Guest Editor Bruce G. Wolff M.D.

Surgical Management of Acute Colitis and Toxic Megacolon


Toxic colitis, also known as fulminant colitis, or toxic megacolon when associated with bowel dilation, remains a significant emergent problem in patients with ulcerative colitis. The surgical options differ when compared with the patient undergoing elective resection for this disease and are influenced by the patients' overall medical status. Generally the options are total abdominal colectomy with ileostomy, and proctocolectomy with ileostomy or pouch reconstruction. In few circumstances, a decompressing colostomy and loop ileostomy may be performed. More recently, laparoscopy has been employed. The general surgical recommendations, indications, and techniques will be discussed.

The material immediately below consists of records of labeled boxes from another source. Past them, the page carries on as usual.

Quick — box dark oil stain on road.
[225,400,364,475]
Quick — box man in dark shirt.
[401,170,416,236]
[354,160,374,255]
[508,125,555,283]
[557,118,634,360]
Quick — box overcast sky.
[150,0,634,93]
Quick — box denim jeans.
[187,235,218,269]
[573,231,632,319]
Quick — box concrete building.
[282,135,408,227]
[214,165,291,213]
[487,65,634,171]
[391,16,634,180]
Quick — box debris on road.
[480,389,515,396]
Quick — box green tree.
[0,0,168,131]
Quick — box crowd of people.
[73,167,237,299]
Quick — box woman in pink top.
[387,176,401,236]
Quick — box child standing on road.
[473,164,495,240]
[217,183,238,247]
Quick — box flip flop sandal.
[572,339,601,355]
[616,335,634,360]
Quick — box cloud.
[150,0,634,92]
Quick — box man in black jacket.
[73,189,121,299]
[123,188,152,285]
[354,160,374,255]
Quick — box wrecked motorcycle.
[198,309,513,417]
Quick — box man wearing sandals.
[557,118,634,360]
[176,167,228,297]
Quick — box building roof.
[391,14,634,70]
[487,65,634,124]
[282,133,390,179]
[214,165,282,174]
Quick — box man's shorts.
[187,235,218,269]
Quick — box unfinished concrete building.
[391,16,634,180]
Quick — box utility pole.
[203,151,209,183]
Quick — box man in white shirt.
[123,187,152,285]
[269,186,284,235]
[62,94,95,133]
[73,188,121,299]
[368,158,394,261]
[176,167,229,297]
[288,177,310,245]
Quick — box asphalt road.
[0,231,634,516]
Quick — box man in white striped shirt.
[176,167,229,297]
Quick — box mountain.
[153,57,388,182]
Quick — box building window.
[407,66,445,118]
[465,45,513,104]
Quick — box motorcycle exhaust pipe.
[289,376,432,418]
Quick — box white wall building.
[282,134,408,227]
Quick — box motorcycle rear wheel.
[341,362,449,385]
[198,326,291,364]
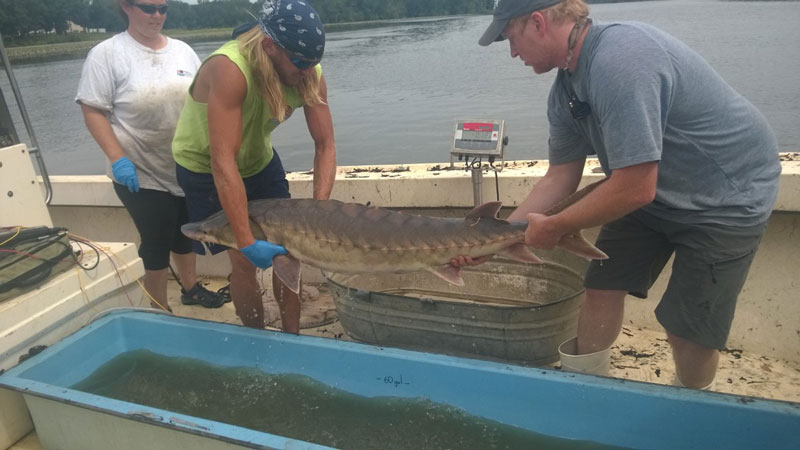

Keywords: Toxic colitis, fulminant colitis, toxic megacolon, surgery, surgical techniques

The medical therapy of ulcerative colitis (UC) has improved significantly allowing many patients to defer or avoid surgery. Despite this, 40% of patients may still require urgent or emergent surgery because of complications of UC such as “toxic megacolon” or fulminant colitis, or more commonly, failure of medical therapy to control symptoms.1 It is because of this that all gastrointestinal surgeons must be aware of the indications for surgery and the surgical options and recommendations available. The goals of surgery are control of the acute disease process, minimization of complications, maximization of quality of life, and maintaining the future possibility of restorative procedures such as the ileal pouch.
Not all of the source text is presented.